Funktionsfähige Finanzmärkte sind aber eine Grundlage, ohne die die sogenannte Realwirtschaft nicht arbeiten kann. Deshalb war es so wichtig, dass der Staat dafür Sorge getragen hat, dass die Funktionsfähigkeit der Finanzmärkte wieder hergestellt wird. Daher wurde am 17.10.2008 im Bundestag ein Maßnahmenpaket zur Stabilisierung des deutschen Finanzmarkts beschlossen. Das Gesetz umfasst verschiedene Maßnahmen, die es den Banken für eine beschränkte Zeit erlauben, ihr Eigenkapital zu stärken bzw. Liquiditätsengpässe zu beheben. Dafür errichtet die Bundesregierung außerhalb des regulären Haushaltes ein sogenanntes Sondervermögen des Bundes, den Finanzmarktstabilisierungsfonds. Der Staat übernimmt eine Garantie von bis zu 400 Milliarden Euro für den Geldhandel zwischen den Banken. Die Garantiesumme hat zunächst keine unmittelbaren Auswirkungen auf den Haushalt des Bundes. Erst wenn solch eine Garantie in Anspruch genommen wird, ist der Bundeshaushalt betroffen. Für Maßnahmen zur Stärkung des Eigenkapitals stehen mit dem Finanzmarktstabilisierungsfonds Mittel in Höhe von maximal 80 Mrd. Euro zur Verfügung.

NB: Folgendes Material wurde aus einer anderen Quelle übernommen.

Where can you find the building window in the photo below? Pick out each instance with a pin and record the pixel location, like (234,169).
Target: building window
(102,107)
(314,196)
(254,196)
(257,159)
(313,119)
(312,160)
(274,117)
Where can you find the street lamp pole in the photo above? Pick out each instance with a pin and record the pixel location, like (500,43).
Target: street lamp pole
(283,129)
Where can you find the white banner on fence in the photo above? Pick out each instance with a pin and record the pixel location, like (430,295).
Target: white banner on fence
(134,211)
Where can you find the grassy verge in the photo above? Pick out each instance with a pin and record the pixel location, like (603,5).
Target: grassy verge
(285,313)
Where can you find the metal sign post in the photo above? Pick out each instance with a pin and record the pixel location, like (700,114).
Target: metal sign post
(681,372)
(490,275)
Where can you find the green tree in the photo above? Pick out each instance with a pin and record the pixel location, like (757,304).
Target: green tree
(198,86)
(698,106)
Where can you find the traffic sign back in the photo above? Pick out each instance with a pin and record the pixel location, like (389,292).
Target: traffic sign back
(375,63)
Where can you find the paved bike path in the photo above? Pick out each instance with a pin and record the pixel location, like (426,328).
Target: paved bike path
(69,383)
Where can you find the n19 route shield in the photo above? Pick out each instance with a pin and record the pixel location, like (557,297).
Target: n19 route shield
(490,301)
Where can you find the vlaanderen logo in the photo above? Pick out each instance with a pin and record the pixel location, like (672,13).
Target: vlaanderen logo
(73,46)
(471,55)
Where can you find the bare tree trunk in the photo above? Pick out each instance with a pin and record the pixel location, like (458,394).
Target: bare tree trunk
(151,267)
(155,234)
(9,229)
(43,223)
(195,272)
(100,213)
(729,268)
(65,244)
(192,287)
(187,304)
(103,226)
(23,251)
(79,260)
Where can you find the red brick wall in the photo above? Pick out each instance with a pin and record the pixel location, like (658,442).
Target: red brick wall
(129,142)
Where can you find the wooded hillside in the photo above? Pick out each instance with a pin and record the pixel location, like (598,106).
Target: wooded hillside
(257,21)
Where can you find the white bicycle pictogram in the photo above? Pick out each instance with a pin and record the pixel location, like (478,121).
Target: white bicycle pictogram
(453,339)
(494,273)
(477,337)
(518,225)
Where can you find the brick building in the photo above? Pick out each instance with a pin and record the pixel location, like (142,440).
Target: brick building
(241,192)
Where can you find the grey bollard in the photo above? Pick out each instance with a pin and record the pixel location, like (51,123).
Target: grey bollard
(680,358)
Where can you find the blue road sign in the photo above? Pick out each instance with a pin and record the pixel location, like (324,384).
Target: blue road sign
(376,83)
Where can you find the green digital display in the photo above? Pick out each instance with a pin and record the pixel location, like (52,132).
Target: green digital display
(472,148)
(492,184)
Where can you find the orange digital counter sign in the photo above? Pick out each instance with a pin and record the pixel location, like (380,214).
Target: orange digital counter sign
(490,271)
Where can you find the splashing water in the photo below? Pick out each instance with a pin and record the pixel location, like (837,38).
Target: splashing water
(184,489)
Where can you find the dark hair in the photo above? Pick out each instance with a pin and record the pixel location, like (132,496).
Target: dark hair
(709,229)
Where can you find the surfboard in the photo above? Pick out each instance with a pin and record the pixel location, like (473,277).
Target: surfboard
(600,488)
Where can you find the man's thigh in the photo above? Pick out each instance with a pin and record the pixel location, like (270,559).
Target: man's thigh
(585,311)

Beide Maßnahmen sind für die Banken nicht unentgeltlich. Darüber hinaus muss die Hilfe zurückgezahlt werden.
Ich hoffe, ich konnte Dir Deine Frage ausreichend beantworten. Wenn Du noch Rückfragen hast, melde Dich einfach noch einmal bei mir.
Viele Grüße
Hermann Otto Solms

Die erste Frage stellte
Anselm im Forum an Hermann Otto Solms.
Anselm: Hat der Hr. Solms überhaupt genug Zeit um sich um dieses Forum zu kümmern und die Richtigkeit der Aussagen ab und an zu überprüfen??
Solms' Antwort: Lieber Anselm, tagsüber kann ich die laufende Diskussion nicht verfolgen. Dafür habe ich schlicht keine Zeit. Aber am Morgen und/oder Abend - je nachdem, wie es meine Termine zulassen - schaue ich in die Foren und lese mir Eure Beiträge durch. Außerdem hält mich meine Mitarbeitern Nina Mautner immer auf dem Laufenden. Ich bin schon jetzt sehr beeindruckt von Eurem Diskussionseifer. Macht weiter so!

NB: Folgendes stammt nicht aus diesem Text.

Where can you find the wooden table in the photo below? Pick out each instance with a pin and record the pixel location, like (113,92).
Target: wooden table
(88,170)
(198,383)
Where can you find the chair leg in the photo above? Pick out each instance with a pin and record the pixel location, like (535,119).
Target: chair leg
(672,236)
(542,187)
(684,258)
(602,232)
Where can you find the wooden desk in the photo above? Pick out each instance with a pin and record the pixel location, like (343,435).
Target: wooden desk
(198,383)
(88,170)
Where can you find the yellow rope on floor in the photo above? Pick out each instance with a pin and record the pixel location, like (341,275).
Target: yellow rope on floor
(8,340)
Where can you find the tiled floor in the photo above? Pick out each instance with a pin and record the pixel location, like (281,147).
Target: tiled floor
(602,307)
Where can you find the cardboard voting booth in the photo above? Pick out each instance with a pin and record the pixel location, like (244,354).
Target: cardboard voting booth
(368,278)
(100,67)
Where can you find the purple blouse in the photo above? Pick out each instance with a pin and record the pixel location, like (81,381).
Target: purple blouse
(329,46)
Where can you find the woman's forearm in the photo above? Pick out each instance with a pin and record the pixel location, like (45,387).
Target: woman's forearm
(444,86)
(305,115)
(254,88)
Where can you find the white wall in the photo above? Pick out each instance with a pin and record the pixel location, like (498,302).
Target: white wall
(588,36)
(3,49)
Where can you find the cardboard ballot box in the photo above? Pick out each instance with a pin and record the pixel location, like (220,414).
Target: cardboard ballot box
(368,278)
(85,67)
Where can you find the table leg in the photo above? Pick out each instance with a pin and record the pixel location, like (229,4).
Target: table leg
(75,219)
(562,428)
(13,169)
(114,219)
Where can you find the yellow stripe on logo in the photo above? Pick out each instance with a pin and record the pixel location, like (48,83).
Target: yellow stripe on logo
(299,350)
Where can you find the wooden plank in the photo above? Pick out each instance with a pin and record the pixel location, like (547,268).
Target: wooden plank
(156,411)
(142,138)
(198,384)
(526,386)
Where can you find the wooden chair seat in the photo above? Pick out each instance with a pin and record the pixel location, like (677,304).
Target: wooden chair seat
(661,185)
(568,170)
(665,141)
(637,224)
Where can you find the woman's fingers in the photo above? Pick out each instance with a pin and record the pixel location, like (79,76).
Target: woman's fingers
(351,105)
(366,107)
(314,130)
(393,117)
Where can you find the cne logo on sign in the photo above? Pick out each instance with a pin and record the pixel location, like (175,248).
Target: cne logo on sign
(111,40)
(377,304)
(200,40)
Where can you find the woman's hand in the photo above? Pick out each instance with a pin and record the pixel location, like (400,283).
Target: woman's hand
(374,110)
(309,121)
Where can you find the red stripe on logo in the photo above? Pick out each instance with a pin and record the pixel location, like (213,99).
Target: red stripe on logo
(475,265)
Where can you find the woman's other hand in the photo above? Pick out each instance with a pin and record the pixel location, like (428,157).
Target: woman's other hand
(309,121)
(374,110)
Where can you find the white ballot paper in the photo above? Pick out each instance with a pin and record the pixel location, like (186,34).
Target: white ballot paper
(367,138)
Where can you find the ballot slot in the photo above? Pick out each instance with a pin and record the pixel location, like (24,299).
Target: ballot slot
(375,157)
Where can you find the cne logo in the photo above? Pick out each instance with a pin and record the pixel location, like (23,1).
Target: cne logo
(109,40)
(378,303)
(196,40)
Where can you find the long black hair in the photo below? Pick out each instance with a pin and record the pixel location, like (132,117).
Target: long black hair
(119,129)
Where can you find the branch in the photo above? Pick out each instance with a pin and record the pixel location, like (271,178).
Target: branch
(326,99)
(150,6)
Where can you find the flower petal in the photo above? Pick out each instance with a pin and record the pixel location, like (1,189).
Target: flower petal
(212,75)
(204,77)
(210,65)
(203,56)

Was meinst Du mit "Richtigkeit der Aussagen" überprüfen? "Richtig" ist, wenn man Meinungen austauscht und sich eine Meinung bilden will, meiner Ansicht nach ein ungeeigneter Begriff. Was für Dich "richtig" ist, kann für einen anderen Diskutanten das genaue Gegenteil sein.

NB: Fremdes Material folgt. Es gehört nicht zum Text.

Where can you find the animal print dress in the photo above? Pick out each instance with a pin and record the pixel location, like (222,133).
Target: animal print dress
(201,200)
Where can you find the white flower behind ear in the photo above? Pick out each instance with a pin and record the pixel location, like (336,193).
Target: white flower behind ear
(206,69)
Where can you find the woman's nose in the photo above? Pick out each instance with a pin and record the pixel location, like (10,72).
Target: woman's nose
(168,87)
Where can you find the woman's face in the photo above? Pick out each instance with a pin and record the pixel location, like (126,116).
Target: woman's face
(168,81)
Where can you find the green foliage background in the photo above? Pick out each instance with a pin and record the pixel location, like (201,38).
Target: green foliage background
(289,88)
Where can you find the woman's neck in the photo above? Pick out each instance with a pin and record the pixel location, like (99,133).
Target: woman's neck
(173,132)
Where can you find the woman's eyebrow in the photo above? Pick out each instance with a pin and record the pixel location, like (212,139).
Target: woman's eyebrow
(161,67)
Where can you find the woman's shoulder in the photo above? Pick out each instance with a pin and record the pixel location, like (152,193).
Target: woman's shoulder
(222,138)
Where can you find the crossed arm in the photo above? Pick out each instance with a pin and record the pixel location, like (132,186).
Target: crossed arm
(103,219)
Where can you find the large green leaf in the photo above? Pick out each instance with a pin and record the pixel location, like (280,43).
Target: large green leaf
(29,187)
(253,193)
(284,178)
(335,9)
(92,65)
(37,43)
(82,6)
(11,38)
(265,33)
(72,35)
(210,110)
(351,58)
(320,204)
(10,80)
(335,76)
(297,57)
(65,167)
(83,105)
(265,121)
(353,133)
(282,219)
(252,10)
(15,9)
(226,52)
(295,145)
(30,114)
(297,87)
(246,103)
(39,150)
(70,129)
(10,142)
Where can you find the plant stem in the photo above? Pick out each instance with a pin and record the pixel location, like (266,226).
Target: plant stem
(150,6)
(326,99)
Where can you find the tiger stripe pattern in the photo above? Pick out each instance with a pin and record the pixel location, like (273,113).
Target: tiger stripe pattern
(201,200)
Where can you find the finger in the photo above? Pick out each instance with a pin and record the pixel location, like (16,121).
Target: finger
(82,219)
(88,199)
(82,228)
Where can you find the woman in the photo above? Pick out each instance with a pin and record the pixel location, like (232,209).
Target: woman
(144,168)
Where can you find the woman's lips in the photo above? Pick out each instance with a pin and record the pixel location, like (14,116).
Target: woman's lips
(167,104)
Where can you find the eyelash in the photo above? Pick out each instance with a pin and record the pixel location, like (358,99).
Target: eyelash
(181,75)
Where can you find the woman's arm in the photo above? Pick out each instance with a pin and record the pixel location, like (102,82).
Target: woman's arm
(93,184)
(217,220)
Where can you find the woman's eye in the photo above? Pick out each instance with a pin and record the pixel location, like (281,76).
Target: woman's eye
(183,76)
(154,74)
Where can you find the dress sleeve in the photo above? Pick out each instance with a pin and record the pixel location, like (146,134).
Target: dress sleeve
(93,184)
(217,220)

Werden allerdings Sachverhalte tatsächlich falsch dargestellt, müssen sie korrigiert werden. Diese Korrektur sollte aber im besten Fall durch Euch - also die anderen Teilnehmer - geschehen.
Zum Schluss noch ein Wort zum "Kümmern": Ich werde mich in der Diskussion zu Wort melden, wenn ich der Ansicht bin, meine Meinung könnte die Diskussion anregen und weiterbringen oder für Euch interessant sein. Bis dahin wünsche ich Dir und den andern noch recht viel Spaß im Forum!